Question

The radius of first Bohr orbit of hydrogen atom is $0.529{A^ \circ }$ . Calculate the radii of $(i)$ the third orbit of $H{e^ + }$ ion and $(ii)$ the second orbit of $L{i^{2 + }}$ ion.

Answer 1

Hint : The Bohr model represents an atom as a small, positively charged nucleus surrounded by electrons.

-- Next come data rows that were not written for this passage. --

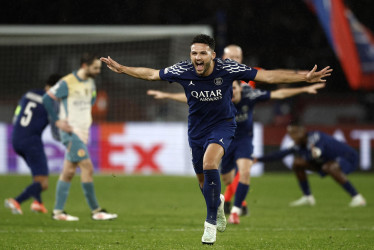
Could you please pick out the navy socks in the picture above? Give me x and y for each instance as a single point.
(211, 192)
(33, 190)
(240, 194)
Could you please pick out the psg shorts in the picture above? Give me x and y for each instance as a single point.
(240, 147)
(221, 134)
(76, 150)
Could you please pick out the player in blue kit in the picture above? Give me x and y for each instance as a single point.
(319, 152)
(207, 82)
(76, 94)
(30, 120)
(239, 154)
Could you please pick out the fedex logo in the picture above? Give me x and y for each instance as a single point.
(141, 148)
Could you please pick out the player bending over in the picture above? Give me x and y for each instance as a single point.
(239, 154)
(321, 153)
(76, 93)
(207, 82)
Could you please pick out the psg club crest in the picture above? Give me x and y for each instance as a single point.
(218, 81)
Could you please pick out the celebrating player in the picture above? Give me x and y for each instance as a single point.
(76, 93)
(319, 152)
(30, 119)
(207, 82)
(239, 154)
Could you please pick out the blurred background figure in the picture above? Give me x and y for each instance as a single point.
(321, 153)
(30, 120)
(76, 93)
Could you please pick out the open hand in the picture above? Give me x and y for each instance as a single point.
(111, 64)
(312, 89)
(317, 77)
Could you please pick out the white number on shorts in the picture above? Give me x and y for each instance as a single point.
(27, 114)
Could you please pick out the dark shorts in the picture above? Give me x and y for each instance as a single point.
(241, 147)
(32, 151)
(221, 134)
(76, 150)
(347, 164)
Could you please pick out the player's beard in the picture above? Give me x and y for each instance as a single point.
(206, 67)
(91, 75)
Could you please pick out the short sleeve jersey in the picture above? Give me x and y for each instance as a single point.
(244, 115)
(76, 96)
(209, 97)
(30, 118)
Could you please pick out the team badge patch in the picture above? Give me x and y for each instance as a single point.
(218, 81)
(81, 153)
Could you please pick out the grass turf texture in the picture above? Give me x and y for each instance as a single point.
(164, 212)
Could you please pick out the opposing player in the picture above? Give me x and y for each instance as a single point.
(207, 82)
(321, 153)
(76, 94)
(30, 120)
(239, 154)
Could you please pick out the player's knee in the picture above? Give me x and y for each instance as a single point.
(68, 175)
(244, 176)
(298, 164)
(207, 165)
(330, 167)
(44, 185)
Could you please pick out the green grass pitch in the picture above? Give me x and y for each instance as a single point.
(168, 212)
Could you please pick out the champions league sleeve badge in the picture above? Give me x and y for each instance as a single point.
(218, 81)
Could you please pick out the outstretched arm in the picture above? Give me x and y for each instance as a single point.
(180, 97)
(282, 76)
(137, 72)
(287, 92)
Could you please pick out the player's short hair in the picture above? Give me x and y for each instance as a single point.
(237, 83)
(205, 39)
(53, 79)
(88, 58)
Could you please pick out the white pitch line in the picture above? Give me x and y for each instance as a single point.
(183, 230)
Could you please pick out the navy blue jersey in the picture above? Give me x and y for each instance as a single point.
(244, 115)
(330, 148)
(208, 98)
(30, 118)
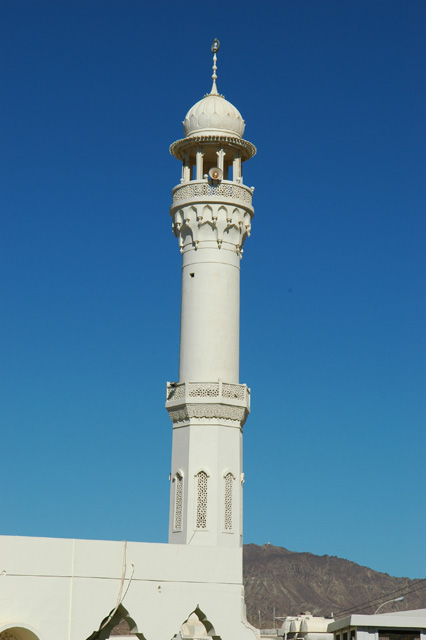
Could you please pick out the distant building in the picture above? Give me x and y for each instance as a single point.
(302, 627)
(402, 625)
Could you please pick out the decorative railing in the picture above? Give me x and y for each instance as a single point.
(190, 391)
(209, 401)
(202, 189)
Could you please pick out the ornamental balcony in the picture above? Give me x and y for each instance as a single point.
(226, 191)
(208, 401)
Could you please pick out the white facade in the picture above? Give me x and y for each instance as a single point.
(60, 589)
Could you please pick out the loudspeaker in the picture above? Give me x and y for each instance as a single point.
(215, 174)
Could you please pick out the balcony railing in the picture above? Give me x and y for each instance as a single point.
(203, 189)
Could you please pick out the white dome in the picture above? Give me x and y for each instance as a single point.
(213, 115)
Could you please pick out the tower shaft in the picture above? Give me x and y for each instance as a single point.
(211, 213)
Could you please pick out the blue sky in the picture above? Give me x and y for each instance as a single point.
(333, 340)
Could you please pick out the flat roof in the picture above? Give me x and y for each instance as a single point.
(415, 619)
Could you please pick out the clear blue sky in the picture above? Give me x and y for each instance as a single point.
(333, 340)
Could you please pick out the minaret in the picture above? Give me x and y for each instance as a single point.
(211, 213)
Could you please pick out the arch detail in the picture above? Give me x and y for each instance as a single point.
(17, 631)
(197, 626)
(112, 619)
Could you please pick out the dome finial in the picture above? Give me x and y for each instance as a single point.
(215, 49)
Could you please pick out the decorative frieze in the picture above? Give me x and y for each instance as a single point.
(196, 224)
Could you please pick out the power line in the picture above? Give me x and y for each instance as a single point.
(401, 590)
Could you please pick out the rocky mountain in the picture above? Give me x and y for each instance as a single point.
(295, 582)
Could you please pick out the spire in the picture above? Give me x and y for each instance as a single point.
(215, 49)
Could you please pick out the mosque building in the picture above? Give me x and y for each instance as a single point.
(63, 589)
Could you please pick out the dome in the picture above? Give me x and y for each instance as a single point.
(213, 115)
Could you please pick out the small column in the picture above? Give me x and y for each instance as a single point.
(236, 168)
(220, 158)
(186, 169)
(199, 160)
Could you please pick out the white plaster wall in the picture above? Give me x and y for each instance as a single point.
(64, 588)
(210, 314)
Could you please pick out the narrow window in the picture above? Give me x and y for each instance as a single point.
(229, 479)
(201, 519)
(178, 502)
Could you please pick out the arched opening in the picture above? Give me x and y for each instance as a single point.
(117, 623)
(17, 633)
(197, 627)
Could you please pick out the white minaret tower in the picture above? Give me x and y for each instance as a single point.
(211, 213)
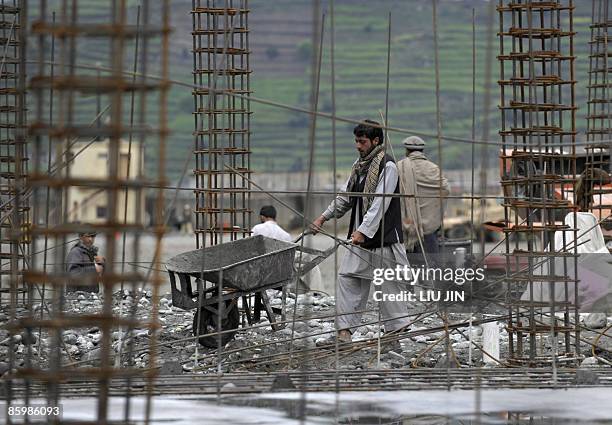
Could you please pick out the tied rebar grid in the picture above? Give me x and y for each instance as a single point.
(597, 190)
(55, 128)
(539, 169)
(222, 119)
(15, 211)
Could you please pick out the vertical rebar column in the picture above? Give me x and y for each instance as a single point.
(14, 210)
(222, 119)
(75, 31)
(596, 189)
(538, 172)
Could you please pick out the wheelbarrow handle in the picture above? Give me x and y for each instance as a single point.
(304, 233)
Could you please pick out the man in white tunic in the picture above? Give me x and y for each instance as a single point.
(375, 230)
(268, 226)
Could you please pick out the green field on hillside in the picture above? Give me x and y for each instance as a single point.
(280, 137)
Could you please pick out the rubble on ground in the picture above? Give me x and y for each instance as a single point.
(259, 348)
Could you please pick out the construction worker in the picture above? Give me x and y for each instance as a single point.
(268, 226)
(421, 215)
(84, 264)
(377, 240)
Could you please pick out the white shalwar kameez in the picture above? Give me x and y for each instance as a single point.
(356, 270)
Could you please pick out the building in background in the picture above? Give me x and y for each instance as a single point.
(89, 204)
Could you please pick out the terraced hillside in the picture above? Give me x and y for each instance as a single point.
(280, 43)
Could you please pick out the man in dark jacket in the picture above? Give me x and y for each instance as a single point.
(375, 229)
(84, 264)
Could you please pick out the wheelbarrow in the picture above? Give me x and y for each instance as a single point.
(225, 273)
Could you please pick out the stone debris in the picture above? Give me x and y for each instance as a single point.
(177, 351)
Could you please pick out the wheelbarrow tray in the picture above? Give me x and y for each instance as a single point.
(245, 264)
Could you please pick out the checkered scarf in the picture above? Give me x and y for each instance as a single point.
(368, 166)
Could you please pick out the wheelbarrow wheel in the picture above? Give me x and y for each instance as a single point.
(208, 324)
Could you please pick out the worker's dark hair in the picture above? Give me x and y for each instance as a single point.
(367, 129)
(268, 211)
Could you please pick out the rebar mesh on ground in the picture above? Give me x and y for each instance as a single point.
(596, 191)
(222, 120)
(539, 168)
(14, 210)
(55, 129)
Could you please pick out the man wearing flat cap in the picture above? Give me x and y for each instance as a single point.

These electrons orbit the nucleus in spherical orbits, similar to the solar system in structure, but with electrostatic forces rather than gravity attracting them.

Complete Step By Step Answer:
The Bohr radius is a physical quantity equal to the most likely distance between the nucleus and the electron in the ground state of a hydrogen atom (non-relativistic and with an infinitely heavy proton). It was named after Niels Bohr because of its position in the Bohr atom model.
Let us consider the ${n^{th}}$ bohr orbit,
${r_n} = \dfrac{{{n^2}{h^2}}}{{4{\pi ^2}mZ{e^2}}}$
where ${r_n}$ represents the radius of orbit, $n$ represents the principle quantum number of the orbit and $Z$ represents the atomic number.
For hydrogen, we know that the atomic number $Z = 1$and since it is the first orbit $n = 1$
On substituting the above values, we get,
$
  {r_1} = \dfrac{{{{(1)}^2}{h^2}}}{{4{\pi ^2}m(1){e^2}}} \\
   \Rightarrow {r_n} = \dfrac{{{h^2}}}{{4{\pi ^2}m{e^2}}} = 0.529{A^ \circ } \\
 $
$(i)$ For $H{e^ + }$ ion, we know that the atomic number $Z = 2$and since it is the third orbit $n = 3$
On substituting the above values, we get,
$
  {r_3}\left( {H{e^ + }} \right) = \dfrac{{{{(3)}^2}{h^2}}}{{4{\pi ^2}m(2){e^2}}} \\
   \Rightarrow {r_3}\left( {H{e^ + }} \right) = \dfrac{9}{2}\left[ {\dfrac{{{h^2}}}{{4{\pi ^2}m{e^2}}}} \right] \\
   = \dfrac{9}{2} \times 0.529 \\
   = 2.380{A^ \circ } \\
 $

$(ii)$ For $L{i^{2 + }}$ ion, we know that the atomic number $Z = 3$and since it is the second orbit $n = 2$
On substituting the above values, we get,
$
  {r_2}\left( {L{i^{2 + }}} \right) = \dfrac{{{{(2)}^2}{h^2}}}{{4{\pi ^2}m(3){e^2}}} \\
   \Rightarrow {r_2}\left( {L{i^{2 + }}} \right) = \dfrac{4}{3}\left[ {\dfrac{{{h^2}}}{{4{\pi ^2}m{e^2}}}} \right] \\
   = \dfrac{4}{3} \times 0.529 \\
   = 0.705{A^ \circ } \\
 $

Therefore, the radii of $(i)$ the third orbit of $H{e^ + }$ ion is equal to $2.380{A^ \circ }$ and $(ii)$ the second orbit of $L{i^{2 + }}$ ion is equal to $0.705{A^ \circ }$.

Note :
1. The Bohr Model's Important Points are:
2. Electrons orbit the nucleus in fixed size and energy.
3. The orbit's energy is proportional to its size. In the smallest orbit, the lowest energy is contained.
4. When an electron travels from one orbit to another, it absorbs or emits energy.